Only 11% of M&As Involve Foreign Firms

About a half of the mergers and acquisitions (M&As) carried out by domestic listed firms since 2016 were between affiliates of the same business groups.

About a half of the mergers and acquisitions (M&As) carried out by domestic listed firms since 2016 were between affiliates of the same business groups. Inter-affiliate M&As were more frequent especially among conglomerates with an asset of at least 5 trillion won.

The Financial Supervisory Service (FSS) announced on Nov. 12 that 992 M&As worth 86.3 trillion won were conducted by listed firms from 2016 to June this year. The number of M&A deals per year was between 280 and 290, with smaller M&As taking place steadily.
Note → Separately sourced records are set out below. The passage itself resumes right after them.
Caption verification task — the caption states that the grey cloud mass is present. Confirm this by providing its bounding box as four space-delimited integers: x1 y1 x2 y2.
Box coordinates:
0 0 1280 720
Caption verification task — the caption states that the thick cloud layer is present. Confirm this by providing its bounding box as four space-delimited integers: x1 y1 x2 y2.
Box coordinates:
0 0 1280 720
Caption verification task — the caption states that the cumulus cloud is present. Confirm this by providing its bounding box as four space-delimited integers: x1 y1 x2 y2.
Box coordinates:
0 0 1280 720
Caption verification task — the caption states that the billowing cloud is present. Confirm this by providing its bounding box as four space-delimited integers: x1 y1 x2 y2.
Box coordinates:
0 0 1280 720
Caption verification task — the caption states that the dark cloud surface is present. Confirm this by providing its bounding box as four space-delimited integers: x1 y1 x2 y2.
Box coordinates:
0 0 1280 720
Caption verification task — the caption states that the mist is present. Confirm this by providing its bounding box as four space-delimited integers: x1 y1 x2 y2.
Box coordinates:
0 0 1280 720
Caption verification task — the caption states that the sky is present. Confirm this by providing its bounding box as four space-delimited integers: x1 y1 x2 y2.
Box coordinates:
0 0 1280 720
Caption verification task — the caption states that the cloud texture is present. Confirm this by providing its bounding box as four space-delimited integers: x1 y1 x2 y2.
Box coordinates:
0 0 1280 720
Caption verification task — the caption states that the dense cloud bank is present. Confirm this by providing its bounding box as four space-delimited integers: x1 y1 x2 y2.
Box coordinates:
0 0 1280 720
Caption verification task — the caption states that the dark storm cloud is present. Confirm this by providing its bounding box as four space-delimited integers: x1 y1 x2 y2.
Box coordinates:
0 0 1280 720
There was a wide variation in the value of M&A deals made per year. Last year, when mega M&As worth one trillion won or more were frequently carried out, the aggregate value of M&As reached 38.7 trillion won, but it dropped to 7.3 trillion won in the first half of this year.

By type, share transfer was the most common with 47.0 percent, followed by mergers with 28.1 percent and spinoffs with 13.3 percent. Firms in the KOSDAQ accounted for 65.5 percent and firms in the KOSPI 30.8 percent. By industry, the manufacturing industry accounted for 48.3 percent, the non-manufacturing industry 39.7 percent and the financial industry 12.0 percent.

Inter-affiliate M&As accounted for 402 cases, about 49.5 percent of the 812 cases which excluded 132 spinoffs and 48 SPAC mergers from the total 992 M&As from 2016 to June this year. Especially, up to 76.2 percent of the inter-affiliate M&As were conducted by conglomerates. “Conglomerates have used M&As for internal reorganization,” the FSS explained.

M&As with foreign companies made up 11 percent of total share and business transfer transactions. However, some conglomerates’ large-scale M&A deals with foreign companies from 2016 to June this year -Samsung Electronics’ acquisition of US firm Harman, SK Hynix’s participation in the consortium that purchased Japan’s Toshiba Memory and KCC consortium’s acquisition of US firm Momentive- were not included in the statistics because they did not submit a relevant report on the ground that their acquisitions were worth less than 10 percent of their total assets.

“In order to boost our economy through M&As, M&A deals with external firms should predominate ones made between affiliates,” said the FSS, adding “Especially big companies should play an important role in launching new businesses and securing new growth engines.”